Tradition – Turnier an historischer Stätte

„Zum Besten des Landes“ war die Überschrift, unter der der preußische König Friedrich Wilhelm II 1788 zwei Gestütsanlagen errichten ließt. Eine Schlagzeile, die heute noch gilt. Das Brandenburgische Haupt- und Landgestüt Neustadt/Dosse hat Weltruf. Zum einen wegen seines einzigartigen baulichen Ensembles, zum anderen auch wegen seines Einflusses auf die Reitpferdezucht. Die Idee zur Gründung der beiden Gestüte hatte damals der Reisestallmeister Carl Heinrich August Graf von Lindenau – der wurde dann auch Namensgeber für die 1999 bis 2000 errichtete Veranstaltungshalle auf dem Gelände des Brandenburgischen Haupt- und Landgestüts Neustadt/Dosse.

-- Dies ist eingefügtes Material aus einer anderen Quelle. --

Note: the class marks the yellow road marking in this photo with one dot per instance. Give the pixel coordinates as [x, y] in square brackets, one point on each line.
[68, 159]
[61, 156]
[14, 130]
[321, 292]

Im Jahr 2000 war es dann so weit – erstmals fand ein internationales Turnier statt. Wo war es sinniger, einen Treffpunkt für die internationale Reitelite zu etablieren, als an diesem traditionsreichen Ort der Pferdezucht? „Neustadt-Dosse – das hatte und hat in der internationalen Welt des Pferdesports immer einen Klang und eine Sogwirkung. Und die Rahmenbedingungen stimmten: wir hatten die Erfahrung mit unserem Turnier in Rostock, wir hatten plötzlich eine Veranstaltungshalle, die für den Reitsport optimal ausgestattet war und wir hatten die Begeisterung in der Region, die mit dem Landstallmeister Dr. Jürgen Müller auch einen Namen hatte. Gefühlt gab es damals überhaupt keine Alternative, als in Neustadt ein internationales Reitturnier zu etablieren“, erzählt Herbert Ulonska aus der Anfangszeit.

Der Reitsport unterliegt einem stetigen Wandel – beim CSI Neustadt-Dosse passt man sich den Anforderungen immer wieder an: die Einbindung von reiterlich starken Amateuren, die Einbindung des Nachwuchses, Show-Nummern rundeten nach und nach das Angebot des CSI Neustadt-Dosse ab. Ulonska: „Wir wollen unser Turnier immer wieder noch ein bißchen besser machen – und so beinhaltet jede neue Veranstaltung auch immer einen Schritt nach vorn.